ManpowerGroup South Africa offers some specific advice on how to make a success of working remotely:
Create a Work Schedule
- Set a work schedule, create a routine and stick to it. “Yes, we are in a crisis and it’s totally natural to feel panicked and out-of-sorts over all that is going on. Nonetheless it’s key to stick to deliverables and goals,” says van den Barselaar.
- Take lunch and coffee breaks to recharge your batteries between tasks. “Sometimes, one can fall into the trap of feeling like you have to over deliver because you are not in the office. Remember to take short breaks in between tasks to avoid burnout and ensure you are able to function optimally,” adds van den Barselaar.
- Make use of the online tools available such as Microsoft Teams, Zoom and Skype to schedule video meetings.
Have a Set Office Space
- Designate a specific space in your home for your office. “It is important to make the distinction between your living and working space, in order to avoid the trap of an ‘always-on’ lifestyle. Keep your personal relaxing spaces, like your bedroom and living room, separate from your workspace,” says van den Barselaar.
- Choose a space where you will have minimal interruptions. Don’t underestimate the distractions from children, pets, TV and household chores.
- Store all work-related files, reference materials and supplies in that space. Better yet, go paperless, by scanning hard copies of documents using tools such as Dropbox, Evernote, Google Drive or Microsoft One Drive.
- Every Monday morning, create a list of all the activities you have to accomplish for the upcoming week.
- At the end of each workday, create a to-do list of all the tasks you have to complete the next day, starting with the most to the least important.
- Create a filing system to help you be your most productive self.
- Organise your office space in a manner that facilitates your best work.

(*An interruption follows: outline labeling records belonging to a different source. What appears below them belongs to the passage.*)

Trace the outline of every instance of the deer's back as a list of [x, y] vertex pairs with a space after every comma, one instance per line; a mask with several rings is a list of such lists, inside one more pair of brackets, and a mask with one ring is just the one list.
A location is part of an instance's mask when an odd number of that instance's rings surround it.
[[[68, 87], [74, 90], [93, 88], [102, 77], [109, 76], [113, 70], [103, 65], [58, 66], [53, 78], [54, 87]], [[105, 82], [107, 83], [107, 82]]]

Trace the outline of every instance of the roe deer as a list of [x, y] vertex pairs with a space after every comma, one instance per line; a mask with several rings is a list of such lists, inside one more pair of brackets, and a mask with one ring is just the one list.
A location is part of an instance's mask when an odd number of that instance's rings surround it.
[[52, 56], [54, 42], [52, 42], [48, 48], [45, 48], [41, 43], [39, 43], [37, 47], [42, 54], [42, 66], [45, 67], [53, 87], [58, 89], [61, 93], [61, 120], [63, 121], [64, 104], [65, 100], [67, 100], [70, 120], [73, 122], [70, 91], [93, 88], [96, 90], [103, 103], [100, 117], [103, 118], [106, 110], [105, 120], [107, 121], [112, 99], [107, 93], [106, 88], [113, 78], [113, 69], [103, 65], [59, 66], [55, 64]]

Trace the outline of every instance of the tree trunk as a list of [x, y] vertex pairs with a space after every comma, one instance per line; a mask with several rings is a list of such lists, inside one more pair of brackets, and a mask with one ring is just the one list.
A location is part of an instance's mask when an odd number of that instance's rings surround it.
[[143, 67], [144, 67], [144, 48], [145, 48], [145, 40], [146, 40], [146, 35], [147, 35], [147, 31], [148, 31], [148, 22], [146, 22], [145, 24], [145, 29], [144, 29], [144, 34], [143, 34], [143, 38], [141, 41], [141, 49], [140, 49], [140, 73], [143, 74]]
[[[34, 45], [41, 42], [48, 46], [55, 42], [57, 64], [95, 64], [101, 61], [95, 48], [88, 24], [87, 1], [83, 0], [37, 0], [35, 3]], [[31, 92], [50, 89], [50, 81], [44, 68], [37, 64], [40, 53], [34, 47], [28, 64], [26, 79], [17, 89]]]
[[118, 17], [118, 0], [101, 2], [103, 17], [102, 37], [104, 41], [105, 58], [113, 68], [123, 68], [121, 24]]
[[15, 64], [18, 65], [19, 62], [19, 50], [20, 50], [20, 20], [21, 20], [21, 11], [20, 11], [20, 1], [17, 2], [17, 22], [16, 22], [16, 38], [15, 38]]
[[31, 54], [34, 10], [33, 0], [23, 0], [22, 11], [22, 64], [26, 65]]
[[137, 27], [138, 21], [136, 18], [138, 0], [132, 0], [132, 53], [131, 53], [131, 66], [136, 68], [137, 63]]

- Have the items you use most frequently within reach.
- Schedule regular check-in meetings with your manager and team to ensure you are staying on top of your actions.
Have the Right Equipment
- Invest in equipment that will enable you to do your job effectively and efficiently. “If you have video meetings with your manager each week, for example, make sure that your computer has the right camera, speed and memory for this,” says van den Barselaar.
- Since you will be doing most of your work on the computer, and transferring work via the Internet, make sure that you have reliable Internet and a safe connection. “Make use of a VPN if possible, to ensure the safety of your documents and information,” van den Barselaar suggests.
- Have a reliable back-up system.
Maintain a Healthy Lifestyle
- Even though you are encouraged not to attend the gym, take time to exercise regularly, be it at home or going for a walk outside. “This can seem like a task that is separate from your work life, but keeping yourself active and healthy can assist in managing stress and creating a positive work life balance,” says van den Barselaar
- Practice regular handwashing with soap and water and in the instance that you should need to leave your home, always have sanitiser within reach.
- Implement social distancing but nothing should stop you from arranging a video call with friends or family after work to keep the loneliness at bay.
“We are entering uncharted territory, however being productive and delivering results should continue to be a priority,” concludes van den Barselaar.